Tour of Fort Buildings

Illustration: soldier during 'fatigue duty'

As with most posts on the frontier, the main assignment of the soldier was "fatigue duty", a military term for manual labor. Soldiers who enlisted to provide services to make the frontier safe were often shocked to suddenly find themselves brevet architects. As one officer later commented,
"They most often made poor laborers, and labor made them poor soldiers."
Throughout this period, drudge labor occupied most of the time and energy of the troops at Fort Dakota.

During the four years of its existence, the political climate around Fort Dakota changed quickly. The pressing need for protection by the federal troops to reassure prospective settlers lessened as the Indian threat diminished. Within one year of its establishment, there was a petition before congress to have the post shut down since its immediate need had passed.
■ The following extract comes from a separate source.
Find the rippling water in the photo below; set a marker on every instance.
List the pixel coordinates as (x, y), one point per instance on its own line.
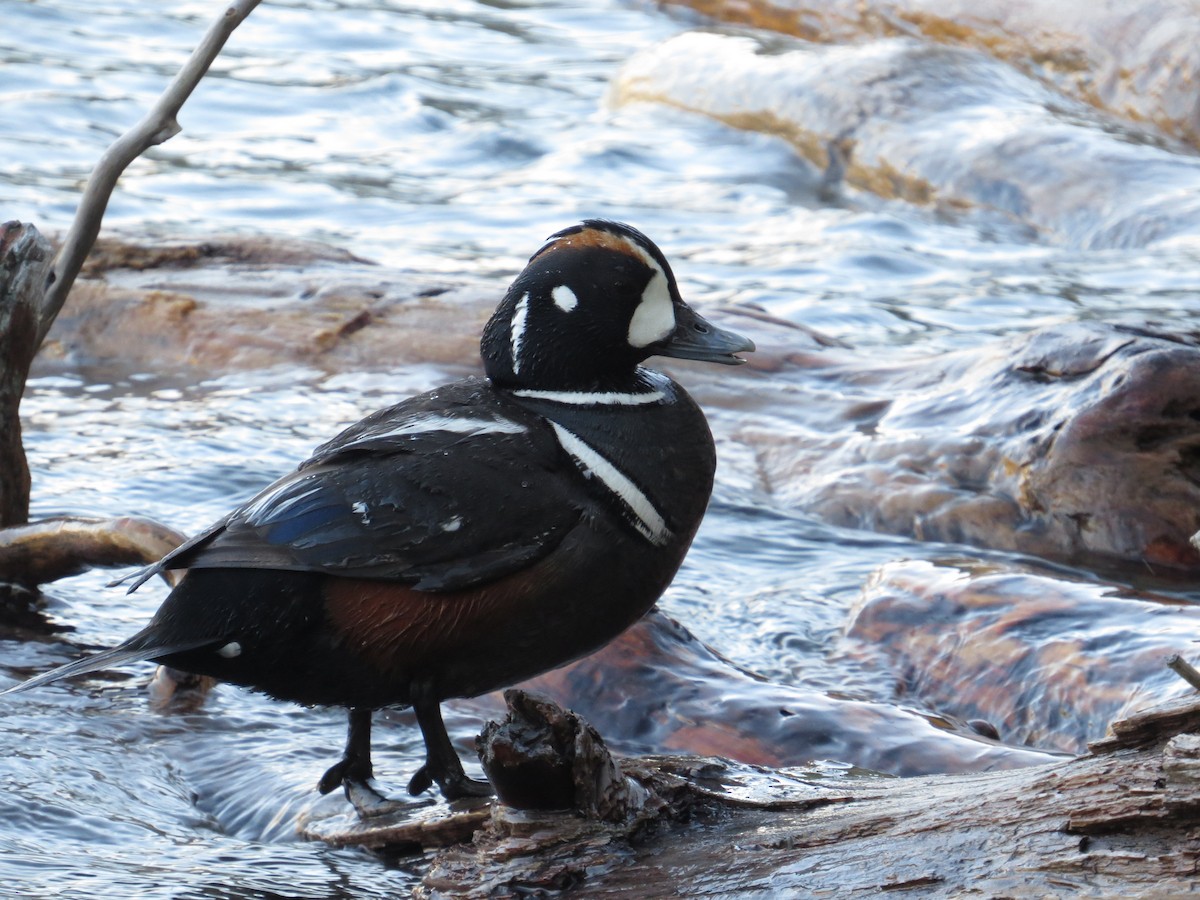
(447, 138)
This vacant expanse of land occupied by a handful of soldiers at Fort Dakota was seen as prime real estate. Land speculators vied for the chance to be the first to purchase and parcel out these holdings as soon as the army would relinquish them. Frequently the soldiers from Fort Dakota were called out to evict squatters from the boundaries of the military reservation, only to have others soon follow in their place.